I turned gently to her and said, “Be careful. He loves you.”
She smiled and replied, “We’ve been married 34 years.”
Her eyes sparkled, but before even that, I saw the smile blooming on her lips.
For a moment, the world felt like a garden again. As if, by some grace, we had all let go—of pain, of shame, of memory, of guilt. Just long enough for something else to bloom.
I look forward to seeing their smile again, their joy. Even if our paths never cross again, I will remember them. And should they see the image—of the butterfly hovering above yarn, above love—they will remember me.

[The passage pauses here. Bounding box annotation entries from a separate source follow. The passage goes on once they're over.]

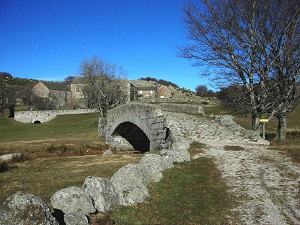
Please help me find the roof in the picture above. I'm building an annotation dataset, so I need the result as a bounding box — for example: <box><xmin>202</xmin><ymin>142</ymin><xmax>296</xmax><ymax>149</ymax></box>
<box><xmin>41</xmin><ymin>81</ymin><xmax>69</xmax><ymax>91</ymax></box>
<box><xmin>129</xmin><ymin>80</ymin><xmax>156</xmax><ymax>89</ymax></box>
<box><xmin>71</xmin><ymin>77</ymin><xmax>85</xmax><ymax>84</ymax></box>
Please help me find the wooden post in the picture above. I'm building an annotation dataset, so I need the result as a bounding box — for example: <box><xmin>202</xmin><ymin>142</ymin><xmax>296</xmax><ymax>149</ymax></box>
<box><xmin>259</xmin><ymin>119</ymin><xmax>269</xmax><ymax>139</ymax></box>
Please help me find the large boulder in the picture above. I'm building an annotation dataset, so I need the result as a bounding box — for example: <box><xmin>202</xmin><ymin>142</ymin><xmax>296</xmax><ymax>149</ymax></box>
<box><xmin>103</xmin><ymin>149</ymin><xmax>115</xmax><ymax>156</ymax></box>
<box><xmin>64</xmin><ymin>213</ymin><xmax>89</xmax><ymax>225</ymax></box>
<box><xmin>0</xmin><ymin>153</ymin><xmax>23</xmax><ymax>161</ymax></box>
<box><xmin>138</xmin><ymin>154</ymin><xmax>173</xmax><ymax>183</ymax></box>
<box><xmin>82</xmin><ymin>176</ymin><xmax>118</xmax><ymax>212</ymax></box>
<box><xmin>0</xmin><ymin>191</ymin><xmax>59</xmax><ymax>225</ymax></box>
<box><xmin>139</xmin><ymin>154</ymin><xmax>173</xmax><ymax>171</ymax></box>
<box><xmin>51</xmin><ymin>186</ymin><xmax>96</xmax><ymax>222</ymax></box>
<box><xmin>172</xmin><ymin>140</ymin><xmax>190</xmax><ymax>151</ymax></box>
<box><xmin>110</xmin><ymin>164</ymin><xmax>150</xmax><ymax>206</ymax></box>
<box><xmin>160</xmin><ymin>150</ymin><xmax>191</xmax><ymax>163</ymax></box>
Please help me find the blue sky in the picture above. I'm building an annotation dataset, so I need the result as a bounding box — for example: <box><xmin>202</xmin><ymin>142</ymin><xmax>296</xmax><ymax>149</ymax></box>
<box><xmin>0</xmin><ymin>0</ymin><xmax>209</xmax><ymax>90</ymax></box>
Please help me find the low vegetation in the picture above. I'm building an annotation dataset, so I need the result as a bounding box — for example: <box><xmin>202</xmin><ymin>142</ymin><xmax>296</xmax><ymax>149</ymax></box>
<box><xmin>0</xmin><ymin>102</ymin><xmax>300</xmax><ymax>225</ymax></box>
<box><xmin>109</xmin><ymin>157</ymin><xmax>237</xmax><ymax>225</ymax></box>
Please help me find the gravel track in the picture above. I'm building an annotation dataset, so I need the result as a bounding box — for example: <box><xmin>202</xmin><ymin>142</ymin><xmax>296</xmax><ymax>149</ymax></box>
<box><xmin>165</xmin><ymin>112</ymin><xmax>300</xmax><ymax>225</ymax></box>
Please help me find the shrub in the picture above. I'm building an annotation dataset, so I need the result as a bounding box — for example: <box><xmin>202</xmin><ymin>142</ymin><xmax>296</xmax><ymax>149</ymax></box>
<box><xmin>0</xmin><ymin>161</ymin><xmax>9</xmax><ymax>173</ymax></box>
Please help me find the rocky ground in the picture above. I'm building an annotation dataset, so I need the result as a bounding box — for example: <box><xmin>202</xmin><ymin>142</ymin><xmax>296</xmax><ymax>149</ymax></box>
<box><xmin>165</xmin><ymin>112</ymin><xmax>300</xmax><ymax>225</ymax></box>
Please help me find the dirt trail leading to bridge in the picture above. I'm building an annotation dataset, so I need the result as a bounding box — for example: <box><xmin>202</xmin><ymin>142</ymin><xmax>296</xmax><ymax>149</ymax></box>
<box><xmin>166</xmin><ymin>113</ymin><xmax>300</xmax><ymax>225</ymax></box>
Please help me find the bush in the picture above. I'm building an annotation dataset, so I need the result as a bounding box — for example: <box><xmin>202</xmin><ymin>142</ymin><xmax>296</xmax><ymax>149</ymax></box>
<box><xmin>0</xmin><ymin>161</ymin><xmax>9</xmax><ymax>173</ymax></box>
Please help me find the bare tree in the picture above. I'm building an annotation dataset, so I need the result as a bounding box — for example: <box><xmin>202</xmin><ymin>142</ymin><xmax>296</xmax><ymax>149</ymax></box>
<box><xmin>180</xmin><ymin>0</ymin><xmax>300</xmax><ymax>139</ymax></box>
<box><xmin>80</xmin><ymin>56</ymin><xmax>126</xmax><ymax>118</ymax></box>
<box><xmin>195</xmin><ymin>85</ymin><xmax>214</xmax><ymax>97</ymax></box>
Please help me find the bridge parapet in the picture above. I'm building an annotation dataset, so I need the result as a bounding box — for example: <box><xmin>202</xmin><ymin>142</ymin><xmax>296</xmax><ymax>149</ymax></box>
<box><xmin>14</xmin><ymin>109</ymin><xmax>98</xmax><ymax>123</ymax></box>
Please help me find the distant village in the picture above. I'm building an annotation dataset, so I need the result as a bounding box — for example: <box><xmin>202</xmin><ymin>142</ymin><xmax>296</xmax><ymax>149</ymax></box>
<box><xmin>32</xmin><ymin>77</ymin><xmax>195</xmax><ymax>109</ymax></box>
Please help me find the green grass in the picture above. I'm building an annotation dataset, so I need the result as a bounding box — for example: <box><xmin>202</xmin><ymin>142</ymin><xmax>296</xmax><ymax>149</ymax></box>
<box><xmin>109</xmin><ymin>157</ymin><xmax>237</xmax><ymax>225</ymax></box>
<box><xmin>0</xmin><ymin>113</ymin><xmax>99</xmax><ymax>141</ymax></box>
<box><xmin>0</xmin><ymin>113</ymin><xmax>107</xmax><ymax>158</ymax></box>
<box><xmin>224</xmin><ymin>145</ymin><xmax>245</xmax><ymax>151</ymax></box>
<box><xmin>0</xmin><ymin>154</ymin><xmax>142</xmax><ymax>203</ymax></box>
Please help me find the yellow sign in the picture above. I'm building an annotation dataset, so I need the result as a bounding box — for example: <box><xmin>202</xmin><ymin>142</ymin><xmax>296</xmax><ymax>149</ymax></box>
<box><xmin>259</xmin><ymin>119</ymin><xmax>269</xmax><ymax>123</ymax></box>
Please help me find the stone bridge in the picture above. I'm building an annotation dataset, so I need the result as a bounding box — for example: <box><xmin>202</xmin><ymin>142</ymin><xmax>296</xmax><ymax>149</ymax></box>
<box><xmin>99</xmin><ymin>103</ymin><xmax>203</xmax><ymax>152</ymax></box>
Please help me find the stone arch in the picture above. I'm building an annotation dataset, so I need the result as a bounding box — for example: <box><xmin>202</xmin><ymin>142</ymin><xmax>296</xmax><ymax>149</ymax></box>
<box><xmin>104</xmin><ymin>103</ymin><xmax>168</xmax><ymax>151</ymax></box>
<box><xmin>108</xmin><ymin>114</ymin><xmax>153</xmax><ymax>152</ymax></box>
<box><xmin>112</xmin><ymin>122</ymin><xmax>150</xmax><ymax>153</ymax></box>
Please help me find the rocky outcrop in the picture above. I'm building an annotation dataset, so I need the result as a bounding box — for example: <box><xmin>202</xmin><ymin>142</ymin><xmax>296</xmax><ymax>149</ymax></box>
<box><xmin>0</xmin><ymin>192</ymin><xmax>59</xmax><ymax>225</ymax></box>
<box><xmin>82</xmin><ymin>176</ymin><xmax>118</xmax><ymax>212</ymax></box>
<box><xmin>0</xmin><ymin>153</ymin><xmax>23</xmax><ymax>161</ymax></box>
<box><xmin>110</xmin><ymin>164</ymin><xmax>150</xmax><ymax>205</ymax></box>
<box><xmin>51</xmin><ymin>186</ymin><xmax>96</xmax><ymax>225</ymax></box>
<box><xmin>102</xmin><ymin>149</ymin><xmax>115</xmax><ymax>156</ymax></box>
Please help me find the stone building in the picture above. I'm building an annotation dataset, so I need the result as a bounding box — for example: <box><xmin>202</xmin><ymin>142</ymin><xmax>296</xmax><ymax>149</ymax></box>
<box><xmin>32</xmin><ymin>81</ymin><xmax>71</xmax><ymax>108</ymax></box>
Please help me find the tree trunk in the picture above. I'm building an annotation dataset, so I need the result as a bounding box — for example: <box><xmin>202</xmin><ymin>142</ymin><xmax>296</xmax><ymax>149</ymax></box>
<box><xmin>252</xmin><ymin>111</ymin><xmax>260</xmax><ymax>134</ymax></box>
<box><xmin>9</xmin><ymin>105</ymin><xmax>15</xmax><ymax>117</ymax></box>
<box><xmin>275</xmin><ymin>112</ymin><xmax>287</xmax><ymax>141</ymax></box>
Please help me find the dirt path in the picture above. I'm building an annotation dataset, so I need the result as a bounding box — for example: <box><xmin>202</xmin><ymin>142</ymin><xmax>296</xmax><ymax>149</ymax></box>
<box><xmin>166</xmin><ymin>113</ymin><xmax>300</xmax><ymax>225</ymax></box>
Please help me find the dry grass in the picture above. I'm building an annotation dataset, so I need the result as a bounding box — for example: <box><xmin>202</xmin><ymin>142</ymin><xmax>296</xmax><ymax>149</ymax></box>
<box><xmin>0</xmin><ymin>114</ymin><xmax>141</xmax><ymax>203</ymax></box>
<box><xmin>0</xmin><ymin>154</ymin><xmax>142</xmax><ymax>203</ymax></box>
<box><xmin>109</xmin><ymin>157</ymin><xmax>237</xmax><ymax>225</ymax></box>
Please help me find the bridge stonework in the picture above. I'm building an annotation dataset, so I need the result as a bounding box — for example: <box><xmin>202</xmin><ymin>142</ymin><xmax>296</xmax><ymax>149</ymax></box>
<box><xmin>100</xmin><ymin>103</ymin><xmax>168</xmax><ymax>152</ymax></box>
<box><xmin>14</xmin><ymin>109</ymin><xmax>98</xmax><ymax>123</ymax></box>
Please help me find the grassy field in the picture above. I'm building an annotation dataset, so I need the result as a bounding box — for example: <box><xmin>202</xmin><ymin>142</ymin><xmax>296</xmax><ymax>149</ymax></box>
<box><xmin>0</xmin><ymin>104</ymin><xmax>300</xmax><ymax>225</ymax></box>
<box><xmin>110</xmin><ymin>157</ymin><xmax>238</xmax><ymax>225</ymax></box>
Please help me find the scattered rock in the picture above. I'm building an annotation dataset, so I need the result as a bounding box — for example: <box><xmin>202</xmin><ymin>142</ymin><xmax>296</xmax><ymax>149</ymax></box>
<box><xmin>172</xmin><ymin>140</ymin><xmax>190</xmax><ymax>151</ymax></box>
<box><xmin>0</xmin><ymin>191</ymin><xmax>59</xmax><ymax>225</ymax></box>
<box><xmin>90</xmin><ymin>213</ymin><xmax>115</xmax><ymax>225</ymax></box>
<box><xmin>64</xmin><ymin>213</ymin><xmax>89</xmax><ymax>225</ymax></box>
<box><xmin>103</xmin><ymin>149</ymin><xmax>115</xmax><ymax>156</ymax></box>
<box><xmin>0</xmin><ymin>153</ymin><xmax>23</xmax><ymax>161</ymax></box>
<box><xmin>51</xmin><ymin>186</ymin><xmax>96</xmax><ymax>216</ymax></box>
<box><xmin>110</xmin><ymin>164</ymin><xmax>150</xmax><ymax>206</ymax></box>
<box><xmin>160</xmin><ymin>150</ymin><xmax>191</xmax><ymax>163</ymax></box>
<box><xmin>82</xmin><ymin>176</ymin><xmax>118</xmax><ymax>212</ymax></box>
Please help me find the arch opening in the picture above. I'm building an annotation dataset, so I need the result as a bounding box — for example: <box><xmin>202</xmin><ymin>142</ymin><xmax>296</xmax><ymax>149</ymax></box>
<box><xmin>112</xmin><ymin>122</ymin><xmax>150</xmax><ymax>153</ymax></box>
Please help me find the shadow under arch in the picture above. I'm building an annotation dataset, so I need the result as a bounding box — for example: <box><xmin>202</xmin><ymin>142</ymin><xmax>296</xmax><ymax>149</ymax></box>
<box><xmin>108</xmin><ymin>114</ymin><xmax>155</xmax><ymax>152</ymax></box>
<box><xmin>112</xmin><ymin>122</ymin><xmax>150</xmax><ymax>153</ymax></box>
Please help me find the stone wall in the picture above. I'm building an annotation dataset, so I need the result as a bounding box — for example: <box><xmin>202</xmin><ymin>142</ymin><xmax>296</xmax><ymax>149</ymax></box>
<box><xmin>159</xmin><ymin>103</ymin><xmax>205</xmax><ymax>115</ymax></box>
<box><xmin>15</xmin><ymin>109</ymin><xmax>98</xmax><ymax>123</ymax></box>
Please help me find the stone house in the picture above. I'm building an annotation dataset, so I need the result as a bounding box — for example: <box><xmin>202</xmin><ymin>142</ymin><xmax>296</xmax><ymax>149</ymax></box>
<box><xmin>32</xmin><ymin>81</ymin><xmax>71</xmax><ymax>108</ymax></box>
<box><xmin>157</xmin><ymin>85</ymin><xmax>174</xmax><ymax>99</ymax></box>
<box><xmin>70</xmin><ymin>77</ymin><xmax>85</xmax><ymax>99</ymax></box>
<box><xmin>129</xmin><ymin>80</ymin><xmax>157</xmax><ymax>98</ymax></box>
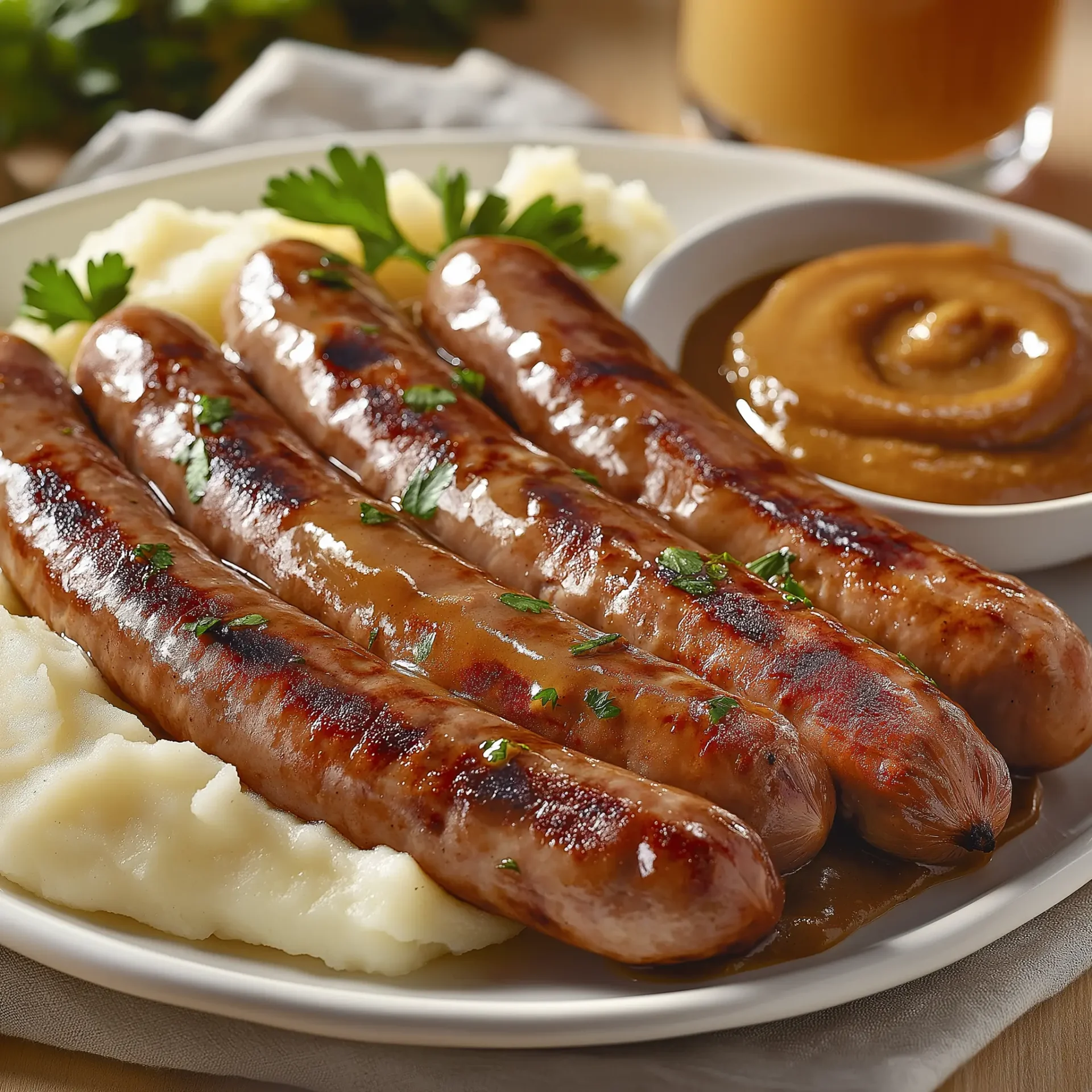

This image here… is the sister to the one I made for them.
Reflection: The Pattern We Cannot See
There are days when the world, without announcement, arranges itself—when color, motion, and human presence fall into place like yarn guided by steady hands. We are not always conscious of it when it happens. It feels ordinary at first: a butterfly, a bench, a pair of knitting needles, a painted nail. But somewhere beneath the surface, something eternal is threading its way through the moment.
You painted those nails not for decoration, but for echo—for rhythm. And perhaps that’s what art really is: the reverberation of what already exists in nature, brought close enough for someone to see themselves inside it. When the Monarch returned and you placed it over her hands, it was not a trick of photography, but a fulfillment of a vision. Her hands weren’t simply making a sweater. They were part of something larger—a tapestry already being woven, with or without yarn.
And what lit her husband’s eyes was not merely the thought of an image. It was the recognition of devotion—of years stitched into silence and togetherness. Sometimes it takes a stranger to reflect that truth back to us. Not because we forget, but because we stop saying it aloud.
In that moment, you gave more than a photograph. You gave a mirror to a marriage. You gave voice to a joy they hadn’t realized was still blooming. And in return, the world whispered back: you too are part of this beauty.
What if the Monarch’s path was not random? What if it too was seeking the warmth of thread, of laughter, of the one place in the garden where time had slowed down enough to remember what it meant to love simply?
This is not just the story of an afternoon. It is a living thread in the greater design. Some stories we tell with words. Others we tell by letting the world become a garden again—and showing others how to enter.